As the close of the second to last day came, Jon called me on the walkie-talkie to tell me he had just seen a bull moose with a big set of antlers cross the road and proceed down the draw into some trees we were glassing into! We sat across the draw from each other glassing and waiting for the moose to show himself again until it got too dark to see anything. By the time we both got back to the cube, we were too tired to find another spot to hunt and decided to try and get this bull tomorrow. It was after all, the only forsure bull we saw on the whole hunt, and we knew by the tracks we saw that they were moving through this area on a regular basis. Before we split up in the morning to watch our separate basins, we decided to take whatever legal game had presented itself. On and off through the last day we talked back and forth on the walkie-talkies about where the animals might be and the things we've seen and done the previous days. Around five he radioed me to say there was a bear feeding on the ridge above, and I'd better get a move on because he was moving fast. "Ten- four," and I was off in a flash. I knew first hand that bears were notorious for feeding in random patterns until they quickly seem to disappear! It took me about ten minutes to where I could see the ridge. I crept through the bushes and trees with my gun shouldered the whole time. At times, I was able to hear him ripping at the ground and moving through the dry foliage. Then I could hear nothing, but my senses would come alive, wondering if he smelled me and was circling around, just ahead waiting for visual confirmation or laying in ambush! (These are the hunts I love most. I swell with a primeval euphoric feeling, and it's because I have absolutely no idea of what's about to happen next. This is not at all like our everyday lives!) And there he was! The bear was in his everyday life. He had turned off his primeval senses and was standing on his hind legs scratching his back on a youthful tree looking right at me! Whatever he was feeling had caused his precautionary senses to turn off and not notice my presence right there in the trees staring at him, not even thirty feet away!
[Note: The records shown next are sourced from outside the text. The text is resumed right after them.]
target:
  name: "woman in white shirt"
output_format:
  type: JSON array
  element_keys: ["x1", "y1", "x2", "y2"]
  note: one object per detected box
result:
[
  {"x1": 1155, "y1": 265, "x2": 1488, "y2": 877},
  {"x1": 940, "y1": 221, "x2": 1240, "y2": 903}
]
As I raised the gun, he went down and continued feeding, and he was probably aware of his surroundings again, but it would be too late.

He squared out a little over five feet. Although not a big bear by any measure, he was a true trophy to me. In a day we would be back home. We will be two thousand miles away with these great Alaskan stories to tell our friends about. Planning our next trip to Alaska is a long time away. So until then, we'll savor a fine bottle of merlot, premium cigars, and the finest back straps ever cooked over a camp fire. Courtesy of the bear.